Note that the expected number of false positives is given by \texttt{p0} $\times$ \texttt{False}
such that the number of falsely called genes denoted by \texttt{False} is only equal to the expected
number of false positives if \texttt{p0} $=1$.

If one would like to use the Wilcoxon rank sum statistic instead of a moderated
$t$-statistic, the analysis can be done by

<<>>=
sam.out2 <- sam(golub, golub.cl, method = wilc.stat, rand = 123)
@

A little bit more information about the former SAM analysis can be obtained by

<<>>=
summary(sam.out)
@

The last four columns of this table show the values of 
$\text{cut}_\text{up}(\Delta)$ and $\text{cut}_\text{low}(\Delta)$, which are the upper and lower cutoffs
for a gene to be called differentially expressed, and $i_1$ and $i_2$, which are the indices of the (ordered)
genes specifying the cutoffs (for details, see Schwender, 2007).
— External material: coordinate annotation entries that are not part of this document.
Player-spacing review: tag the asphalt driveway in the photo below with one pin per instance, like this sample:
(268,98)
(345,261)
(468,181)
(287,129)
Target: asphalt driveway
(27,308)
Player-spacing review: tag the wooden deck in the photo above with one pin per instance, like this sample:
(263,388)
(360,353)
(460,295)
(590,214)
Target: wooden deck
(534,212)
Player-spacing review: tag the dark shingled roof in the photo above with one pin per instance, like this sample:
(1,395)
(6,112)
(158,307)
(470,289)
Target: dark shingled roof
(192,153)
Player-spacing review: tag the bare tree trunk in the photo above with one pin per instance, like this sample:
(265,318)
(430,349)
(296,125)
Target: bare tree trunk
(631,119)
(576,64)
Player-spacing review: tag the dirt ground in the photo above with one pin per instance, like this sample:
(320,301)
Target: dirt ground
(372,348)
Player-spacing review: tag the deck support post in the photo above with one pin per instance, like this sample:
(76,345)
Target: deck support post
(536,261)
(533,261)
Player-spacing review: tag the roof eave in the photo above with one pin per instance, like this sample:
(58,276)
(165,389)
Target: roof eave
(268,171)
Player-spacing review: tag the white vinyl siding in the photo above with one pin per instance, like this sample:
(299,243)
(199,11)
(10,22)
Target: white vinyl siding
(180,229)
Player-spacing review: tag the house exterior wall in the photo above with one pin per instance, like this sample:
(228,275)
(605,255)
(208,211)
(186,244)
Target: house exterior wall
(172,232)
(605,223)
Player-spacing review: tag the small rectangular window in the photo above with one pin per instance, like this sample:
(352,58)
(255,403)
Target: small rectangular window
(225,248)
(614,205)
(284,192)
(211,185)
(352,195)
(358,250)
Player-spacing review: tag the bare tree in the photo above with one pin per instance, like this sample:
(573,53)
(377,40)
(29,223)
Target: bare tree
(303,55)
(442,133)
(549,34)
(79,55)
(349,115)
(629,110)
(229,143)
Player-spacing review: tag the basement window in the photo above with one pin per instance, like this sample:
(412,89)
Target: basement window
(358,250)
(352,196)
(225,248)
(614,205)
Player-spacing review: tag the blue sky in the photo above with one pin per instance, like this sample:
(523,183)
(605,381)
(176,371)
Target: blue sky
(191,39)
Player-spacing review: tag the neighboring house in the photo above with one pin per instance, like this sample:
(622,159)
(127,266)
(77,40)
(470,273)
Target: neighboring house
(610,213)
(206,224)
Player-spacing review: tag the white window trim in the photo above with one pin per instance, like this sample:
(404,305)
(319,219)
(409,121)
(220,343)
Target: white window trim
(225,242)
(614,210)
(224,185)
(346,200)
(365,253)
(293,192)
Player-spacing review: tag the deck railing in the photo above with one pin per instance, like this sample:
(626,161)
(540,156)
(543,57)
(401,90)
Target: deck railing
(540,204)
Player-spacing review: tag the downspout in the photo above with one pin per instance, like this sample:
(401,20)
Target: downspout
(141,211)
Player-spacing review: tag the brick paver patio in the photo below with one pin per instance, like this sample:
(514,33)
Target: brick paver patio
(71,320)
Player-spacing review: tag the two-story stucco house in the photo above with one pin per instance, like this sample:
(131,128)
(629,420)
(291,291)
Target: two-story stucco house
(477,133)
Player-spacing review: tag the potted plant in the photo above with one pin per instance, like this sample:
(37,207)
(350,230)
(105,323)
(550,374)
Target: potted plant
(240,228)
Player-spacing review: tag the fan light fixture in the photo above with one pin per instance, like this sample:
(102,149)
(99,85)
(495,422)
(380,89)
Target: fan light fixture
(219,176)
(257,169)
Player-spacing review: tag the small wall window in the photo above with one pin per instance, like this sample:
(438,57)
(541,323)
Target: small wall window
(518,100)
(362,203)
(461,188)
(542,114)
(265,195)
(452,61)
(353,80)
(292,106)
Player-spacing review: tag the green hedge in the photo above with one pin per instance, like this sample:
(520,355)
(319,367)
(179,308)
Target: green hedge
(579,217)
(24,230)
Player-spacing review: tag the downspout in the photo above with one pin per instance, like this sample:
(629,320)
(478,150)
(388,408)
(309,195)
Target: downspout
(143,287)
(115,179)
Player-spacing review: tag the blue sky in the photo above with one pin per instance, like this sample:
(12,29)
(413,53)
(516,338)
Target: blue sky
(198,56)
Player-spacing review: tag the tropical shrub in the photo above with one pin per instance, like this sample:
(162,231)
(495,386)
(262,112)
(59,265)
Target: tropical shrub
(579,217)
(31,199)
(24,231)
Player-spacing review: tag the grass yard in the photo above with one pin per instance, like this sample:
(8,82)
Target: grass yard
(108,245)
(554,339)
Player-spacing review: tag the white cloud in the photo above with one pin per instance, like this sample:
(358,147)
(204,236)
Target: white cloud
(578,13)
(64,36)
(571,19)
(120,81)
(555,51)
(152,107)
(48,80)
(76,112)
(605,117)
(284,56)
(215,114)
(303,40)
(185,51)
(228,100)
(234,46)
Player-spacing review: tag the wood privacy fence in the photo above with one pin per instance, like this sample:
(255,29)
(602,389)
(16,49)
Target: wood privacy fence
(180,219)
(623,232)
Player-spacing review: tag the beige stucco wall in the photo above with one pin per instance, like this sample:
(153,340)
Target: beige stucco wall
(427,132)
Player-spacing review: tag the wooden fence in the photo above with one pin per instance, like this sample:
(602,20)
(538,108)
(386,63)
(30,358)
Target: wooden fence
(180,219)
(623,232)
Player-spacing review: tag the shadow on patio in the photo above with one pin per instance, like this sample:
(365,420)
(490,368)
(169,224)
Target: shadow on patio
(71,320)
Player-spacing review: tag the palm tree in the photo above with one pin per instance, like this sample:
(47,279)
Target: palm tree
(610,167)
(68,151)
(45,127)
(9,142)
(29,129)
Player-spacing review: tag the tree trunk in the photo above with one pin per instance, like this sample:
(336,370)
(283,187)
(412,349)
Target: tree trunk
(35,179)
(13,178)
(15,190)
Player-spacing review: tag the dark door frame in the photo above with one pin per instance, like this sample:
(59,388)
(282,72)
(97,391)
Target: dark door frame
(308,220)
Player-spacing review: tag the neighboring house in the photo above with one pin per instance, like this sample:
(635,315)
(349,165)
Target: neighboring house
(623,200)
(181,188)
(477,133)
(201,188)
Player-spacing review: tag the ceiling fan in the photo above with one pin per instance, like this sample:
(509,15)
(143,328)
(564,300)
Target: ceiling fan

The output of this analysis with \texttt{sam} contains a table of statistics for a set of initial values
of $\Delta$. If other values of $\Delta$, let's say $1.5, 1.6, 1.7, \ldots,
2.4$, are of interest, one can use \texttt{print} or \texttt{summary} to get the number
of significant genes and the estimated FDR for these values of \texttt{delta}.

<<>>=
print(sam.out, seq(1.5, 2.4, 0.1))
@

\begin{figure}[!t]
\centerline{
\includegraphics[width=8.5cm]{samplot}}\vspace{-15pt}
\caption{SAM plot for $\Delta=2.4$.}\label{samplot}
\vspace*{12pt}
\end{figure}

The function \texttt{plot} can be used to generate a SAM plot for a specific value of
\texttt{delta}.

\begin{verbatim}
> plot(sam.out, 2.4)
\end{verbatim}

Note that the SAM plot is only generated if \texttt{delta} is a numeric value. If \texttt{delta} is
a vector or \texttt{NULL}, a graphical representation of the table produced by \texttt{print} is
plotted. 


The function \texttt{identify} makes it possible to obtain information about the genes by
clicking on the SAM plot.

\begin{verbatim}
> identify(sam.out)
\end{verbatim}

If \texttt{chip}, i.e.\ the chip name (e.g., "hgu133plus2"), is specified and \texttt{ll = TRUE}
in \texttt{identify}, then the locus link and the
symbol of the gene corresponding to the identified point are added to the output. For example,
clicking on the point nearest to the upper right corner, i.e.\ the point corresponding to the
gene with the largest positive expression score $d$, produces 

\begin{verbatim}
          d.value  stdev p.value q.value R.fold
M27891_at  8.1652 0.2958       0       0 7.2772
\end{verbatim}

which does not contain the locus links since the chip type has not been specified.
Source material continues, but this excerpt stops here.